Pero como la vida siempre está dispuesta a darnos lecciones, Jaime tuvo que aprender finalmente, pero de la peor manera. Cuando llegó la fiesta de graduación de la secundaria, se presentó la oportunidad de invitar a la joven de la cual había estado secretamente enamorado durante años. Era la chica más hermosa de la ciudad y todos querían conquistarla.
Era tan popular que podía darse el lujo de ser muy exigente y por diversión, solía poner a sus galanes a prueba. No eran pruebas sencillas, sino todo lo contrario, por eso, cuando Jaime finalmente se decidió a invitarla, debió sufrir las consecuencias.
Era bastante tímido, así que envió la invitación a su correo electrónico y ella le contestó que lo acompañaría si podía hacerle el poema más hermoso.
El pobre Jaime se las vio en figurilla para resolver su prueba. No quería ser desleal y pedir a alguien que escribiera el poema por él, de modo que lo hizo de la manera correcta.
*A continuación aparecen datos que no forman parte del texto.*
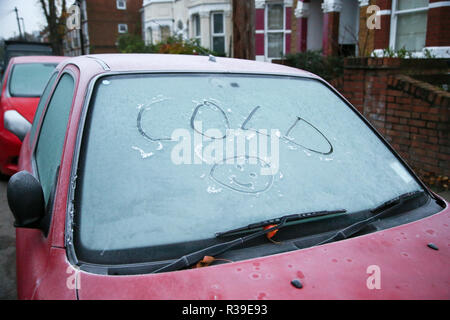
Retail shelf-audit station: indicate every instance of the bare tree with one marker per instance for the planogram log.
(55, 12)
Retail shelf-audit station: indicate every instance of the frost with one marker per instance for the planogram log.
(212, 189)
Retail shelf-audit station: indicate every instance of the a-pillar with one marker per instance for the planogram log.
(204, 28)
(301, 14)
(330, 38)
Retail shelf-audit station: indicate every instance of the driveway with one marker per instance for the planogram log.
(8, 248)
Leyó a los grandes poetas de la historia y pidió ayuda a su profesor de literatura, pasó muchísimas horas creando versos y destruyéndolos, hasta que logró un poema que le convenció. Encomendándose a las musas, Jaime le envió el poema a su amada, rogando que le gustara. Y así fue.
La joven le contestó que aceptaba la invitación y como no lo conocía, pedía que le recitara de memoria el poema en la fiesta para saber que era él. Jaime quedó encantado con la respuesta, le parecía muy romántica la idea de acercársele recitando su poesía.
Pero como les dije, la vida nos da lecciones. Cuando llegó el día antes de la fiesta, Jaime se dispuso a memorizar su poema, pero no lo encontró. Buscó nuevamente, utilizó los buscadores, revisó en su correo, pero nada. En ninguna parte estaba el poema.
Y no era de extrañarse, ni el mejor experto programador podría ordenar aquel desastre informático. El muchacho pasó las siguientes veinte horas buscando su dichoso poema sin éxito.
Tampoco podía recordar ningún verso del mismo, como para intentar salir del paso. Todo era inútil. Desconsolado, se bañó y se vistió para asistir a la fiesta con la esperanza de poder solucionar su situación.
Cuando llegó a la fiesta, la joven de sus sueños estaba rodeada de admiradores como siempre, pero se dijo que intentaría de todas formas convencerla para escucharlo. Se acercó hasta ella y le dijo quién era.
La joven lo miró seriamente y le pidió recitar el poema, cosa que todos los admiradores escucharon y aprovecharon para tomar alguna ventaja. Al instante se improvisaron como veinte poetas que recitaban versos disparatados y no tanto, incluso alguno logró recordar algún poema célebre y con él impresionar a la joven.
El pobre Jaime era el único que no atinaba a decir nada. Pero la joven decidió darle otra oportunidad y le pidió que recitara lo que su corazón le dictara.
Y fue lo que hizo el joven enamorado, pero con muy mala pata, porque de sus labios brotaron toda clase de tonterías incoherentes que nadie llegó a comprender, pero que provocaron las burlas de todos los presentes.
La humillación fue tan grande, que Jaime salió corriendo de la fiesta y ya no regresó, a pesar de que la joven lo animaba para que no se sintiera mal.
Fue de esta triste manera que Jaime comprendió que el desorden no nos ayuda en nada, pero por el contrario, puede hacernos pasar momentos terribles al perder lo que más nos importa.